マラソンの有森さんや高橋さんが、コロラドのボルダーに滞在し、トレーニングを積んだことはよく知られています。そのボルダーの標高が1,600m付近です。 1泊2日では大幅なパフォーマンスアップは望めないにしても、低地で頭打ちになっているパフォーマンスに、刺激を加えることは十分に可能です。
サポートは充実、ユルさのある大会
マラソンの大会ですから、エイドの数も多めです。ですから、手ぶらで走ることが可能です。必携装備品もありません。

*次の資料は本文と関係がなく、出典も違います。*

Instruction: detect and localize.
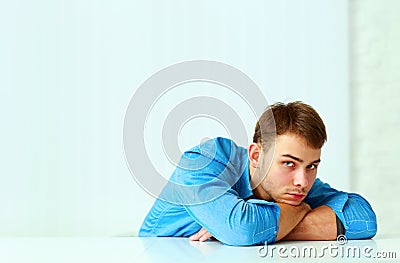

また、厳し目のコースであるにもかかわらず、独特のユルさがあり、テンションの上がる応援があり、そして和みがあります。
悪天候なら装備チェック
6月といえば、まだ3,000m級の山々の天気は不安定で、ときによっては降雪することもあります。 雨が降れば冷たいですし、風が吹いても体温が奪われます。
そんなときこそ、レインウェアや装備品をテストする絶好の機会ととらえましょう。 6月の2,000mで降る雨という過酷な条件の下、耐水性は十分であるか、防風性能はどうか、蒸れによる不快はひどくないか、体の動きを妨げないか、など、距離と時間をかけてチェックすることが可能です。
ポイント練習としての乗鞍天空マラソン
そこで、この乗鞍天空マラソンを楽しむだけでなく、UTMB対策のひとつとしても取り入れてみました。
UTMBには、気をつけなければならないポイントが幾つかありますが、その一つが、後半にある、グラン・コル・フェレ(大きなフェレ峠)からシャンペ・ラック(シャンペ湖)までの、20kmに及ぶ長い下りと言われています。 この長い下りを、調子に乗って気持ちよく走っていくと、シャンペ湖手前の登りまでに、脚が終わってしまうということです。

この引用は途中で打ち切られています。